Postby A-NY » 05 Aug 2019, 16:02

Here's the full ToneReport article. It seems to have disappeared from Google's cache.

The Edge of Your Seat: Build Your own Boss FA-1 FET Amplifier

By Nicholas Kula @tonereport
September 24, 2016
4 Comments


The year was 1984, and Boss was still garnering praise for its relatively new line of compact stompboxes. At this time, Boss hadn’t yet seized the mind of guitarists when the word “pedal” was spoken, but it was close. Pros everywhere were starting to assemble boards full of Boss pedals, because they finally could. By this point, Boss had the foundation of its empire laid down—the company had the sound of the ‘80s firmly in hand with chorus, delay and flanger offerings, while its older roots were firmly underfoot, so to speak. Boss was on top of the world.

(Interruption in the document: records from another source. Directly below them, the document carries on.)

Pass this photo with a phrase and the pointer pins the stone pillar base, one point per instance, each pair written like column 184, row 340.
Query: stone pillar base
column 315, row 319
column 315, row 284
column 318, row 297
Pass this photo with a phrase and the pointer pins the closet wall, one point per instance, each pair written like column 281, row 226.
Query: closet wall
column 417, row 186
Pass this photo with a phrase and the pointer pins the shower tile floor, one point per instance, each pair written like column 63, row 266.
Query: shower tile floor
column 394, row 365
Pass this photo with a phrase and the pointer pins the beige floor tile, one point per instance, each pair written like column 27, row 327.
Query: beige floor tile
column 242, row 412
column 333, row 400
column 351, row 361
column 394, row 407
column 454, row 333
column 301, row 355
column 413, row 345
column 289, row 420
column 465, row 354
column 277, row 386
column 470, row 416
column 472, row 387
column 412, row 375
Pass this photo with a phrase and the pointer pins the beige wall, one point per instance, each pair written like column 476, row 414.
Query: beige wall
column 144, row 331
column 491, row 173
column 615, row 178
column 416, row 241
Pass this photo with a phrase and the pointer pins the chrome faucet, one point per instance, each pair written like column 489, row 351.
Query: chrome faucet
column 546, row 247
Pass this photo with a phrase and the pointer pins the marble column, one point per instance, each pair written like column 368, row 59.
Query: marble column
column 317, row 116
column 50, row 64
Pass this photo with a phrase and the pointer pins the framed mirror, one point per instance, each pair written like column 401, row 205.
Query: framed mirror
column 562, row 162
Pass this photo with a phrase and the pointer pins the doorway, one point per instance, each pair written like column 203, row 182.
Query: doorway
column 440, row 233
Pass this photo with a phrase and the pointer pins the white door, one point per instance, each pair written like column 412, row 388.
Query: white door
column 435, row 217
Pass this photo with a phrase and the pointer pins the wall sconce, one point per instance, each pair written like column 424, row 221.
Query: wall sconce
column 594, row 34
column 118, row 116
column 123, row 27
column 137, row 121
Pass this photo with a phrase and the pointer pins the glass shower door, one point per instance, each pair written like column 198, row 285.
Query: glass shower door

When the 1984 Boss product catalog was released, there was a curious entry, and that entry was called the Pocket Series. Intended as a parallel offering to its wildly popular compact pedals, the Pocket Series was meant to be clipped to a belt or pocket seam by using an included plastic hook. Only two effects in this series were ever produced, with only one of them being an effect at all. The latter was a small amp, the MA-1 Mascot Amplifier. The other was the FA-1 FET Amplifier.

The FA-1 was realized at a time when FETs were the big new thing in effect design. Not many pedals before 1984 used them for anything dirt-related (MXR’s Phase [xxx] and Dan Armstrong’s Orange Squeezer are two early pedals with them) and not many pedals intentionally left out a bypass switch. All in all, the FA-1 was a confusing beast, and its own catalog entry admitted, in a roundabout way, that even Boss itself didn’t know the demographic best assisted by its arrival. It was discontinued shortly and the concept of the Pocket Series was promptly slashed and burned.

Of course, an effect with no clear vision is only without a clear vision so long as nobody famous hitches their wagon to it. Well, after a few years, somebody did. His name is The Edge.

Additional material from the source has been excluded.